Clinical Decision Support (CDS) systems enhance the decision-making process by ideally providing the right information, to the right person, through the right channel, in the right format, and at the right time in the workflow [[4],[5]]. CDS systems attain patients' information from Electronic Health Records (EHR) and utilize computerized clinical knowledge to provide evidence-based suggestions.
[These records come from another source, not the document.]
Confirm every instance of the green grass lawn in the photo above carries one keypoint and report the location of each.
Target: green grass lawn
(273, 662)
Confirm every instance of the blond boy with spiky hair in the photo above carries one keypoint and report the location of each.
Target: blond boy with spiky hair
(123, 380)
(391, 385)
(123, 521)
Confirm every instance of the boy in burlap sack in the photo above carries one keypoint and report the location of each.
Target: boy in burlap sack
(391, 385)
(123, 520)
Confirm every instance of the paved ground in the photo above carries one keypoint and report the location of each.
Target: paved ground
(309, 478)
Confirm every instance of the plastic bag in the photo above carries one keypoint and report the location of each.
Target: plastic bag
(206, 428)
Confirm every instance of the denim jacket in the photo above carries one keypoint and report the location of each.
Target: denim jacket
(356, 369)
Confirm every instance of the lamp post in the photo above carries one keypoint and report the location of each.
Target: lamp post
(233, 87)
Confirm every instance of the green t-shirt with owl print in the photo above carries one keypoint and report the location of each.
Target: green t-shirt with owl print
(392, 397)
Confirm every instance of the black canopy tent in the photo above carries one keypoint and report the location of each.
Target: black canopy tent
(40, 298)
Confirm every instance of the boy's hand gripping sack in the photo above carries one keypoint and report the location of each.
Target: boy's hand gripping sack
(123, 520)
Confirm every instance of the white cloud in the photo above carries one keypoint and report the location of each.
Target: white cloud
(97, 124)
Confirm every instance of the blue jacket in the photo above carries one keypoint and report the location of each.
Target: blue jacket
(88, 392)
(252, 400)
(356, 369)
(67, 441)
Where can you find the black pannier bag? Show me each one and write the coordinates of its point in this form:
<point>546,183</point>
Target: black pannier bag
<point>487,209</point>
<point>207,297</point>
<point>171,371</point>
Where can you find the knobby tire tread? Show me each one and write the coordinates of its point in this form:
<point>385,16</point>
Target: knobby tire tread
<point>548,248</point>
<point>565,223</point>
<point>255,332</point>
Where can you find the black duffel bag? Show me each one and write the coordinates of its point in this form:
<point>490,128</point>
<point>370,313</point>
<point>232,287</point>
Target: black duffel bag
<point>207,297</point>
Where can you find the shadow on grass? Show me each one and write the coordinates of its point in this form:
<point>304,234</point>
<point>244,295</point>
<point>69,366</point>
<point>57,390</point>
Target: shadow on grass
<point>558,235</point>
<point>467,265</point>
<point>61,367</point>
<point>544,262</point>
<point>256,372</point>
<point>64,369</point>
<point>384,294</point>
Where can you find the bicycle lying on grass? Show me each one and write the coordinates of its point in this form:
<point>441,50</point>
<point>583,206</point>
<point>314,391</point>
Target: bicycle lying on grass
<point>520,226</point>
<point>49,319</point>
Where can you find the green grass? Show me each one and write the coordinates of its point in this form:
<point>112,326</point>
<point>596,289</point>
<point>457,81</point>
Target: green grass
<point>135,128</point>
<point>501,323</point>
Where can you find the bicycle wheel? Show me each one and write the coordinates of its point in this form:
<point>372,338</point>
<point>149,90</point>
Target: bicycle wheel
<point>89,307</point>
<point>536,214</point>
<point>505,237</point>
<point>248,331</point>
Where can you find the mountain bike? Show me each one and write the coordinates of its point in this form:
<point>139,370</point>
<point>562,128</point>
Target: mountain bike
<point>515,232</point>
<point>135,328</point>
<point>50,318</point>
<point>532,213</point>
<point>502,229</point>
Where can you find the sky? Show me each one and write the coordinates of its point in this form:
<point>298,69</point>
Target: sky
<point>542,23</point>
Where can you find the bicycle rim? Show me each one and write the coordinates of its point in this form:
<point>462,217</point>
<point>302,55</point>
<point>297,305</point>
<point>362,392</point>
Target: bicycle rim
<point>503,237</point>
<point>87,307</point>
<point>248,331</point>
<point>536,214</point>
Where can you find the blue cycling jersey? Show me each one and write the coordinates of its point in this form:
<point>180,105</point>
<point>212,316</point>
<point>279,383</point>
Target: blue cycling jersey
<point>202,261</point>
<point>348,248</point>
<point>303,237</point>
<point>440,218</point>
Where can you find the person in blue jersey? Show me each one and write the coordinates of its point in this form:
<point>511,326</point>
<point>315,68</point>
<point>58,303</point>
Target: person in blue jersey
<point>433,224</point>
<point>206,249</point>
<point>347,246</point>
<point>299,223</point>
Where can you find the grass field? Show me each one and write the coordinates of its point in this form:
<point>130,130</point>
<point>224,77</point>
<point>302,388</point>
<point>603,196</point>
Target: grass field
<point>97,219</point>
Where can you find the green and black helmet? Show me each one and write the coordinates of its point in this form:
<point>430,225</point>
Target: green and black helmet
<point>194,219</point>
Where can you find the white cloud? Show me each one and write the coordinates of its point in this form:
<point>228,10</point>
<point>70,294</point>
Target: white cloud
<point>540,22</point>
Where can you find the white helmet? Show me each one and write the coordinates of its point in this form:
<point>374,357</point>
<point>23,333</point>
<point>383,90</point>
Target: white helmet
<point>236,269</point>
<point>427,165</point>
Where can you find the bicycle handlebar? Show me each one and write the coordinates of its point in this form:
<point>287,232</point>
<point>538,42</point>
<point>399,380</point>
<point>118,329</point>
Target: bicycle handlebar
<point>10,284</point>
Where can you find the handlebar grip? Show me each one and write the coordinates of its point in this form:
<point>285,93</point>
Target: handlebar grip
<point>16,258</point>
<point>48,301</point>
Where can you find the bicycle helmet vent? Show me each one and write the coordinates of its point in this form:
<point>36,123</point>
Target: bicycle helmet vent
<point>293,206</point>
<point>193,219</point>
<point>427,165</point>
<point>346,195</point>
Precise CDS systems may be able to harness multi-omics data to provide individualized treatment and diagnoses based on clinical and published knowledge [[6]]. CDS has been used to suggest differential diagnoses, manage disease risk, advise on treatment strategies, and improve drug safety [[6],[7]]. CDS systems have multiple functionalities, including alert systems, recommendations, disease management, medication prescription and management, and computerized guidelines [[6]].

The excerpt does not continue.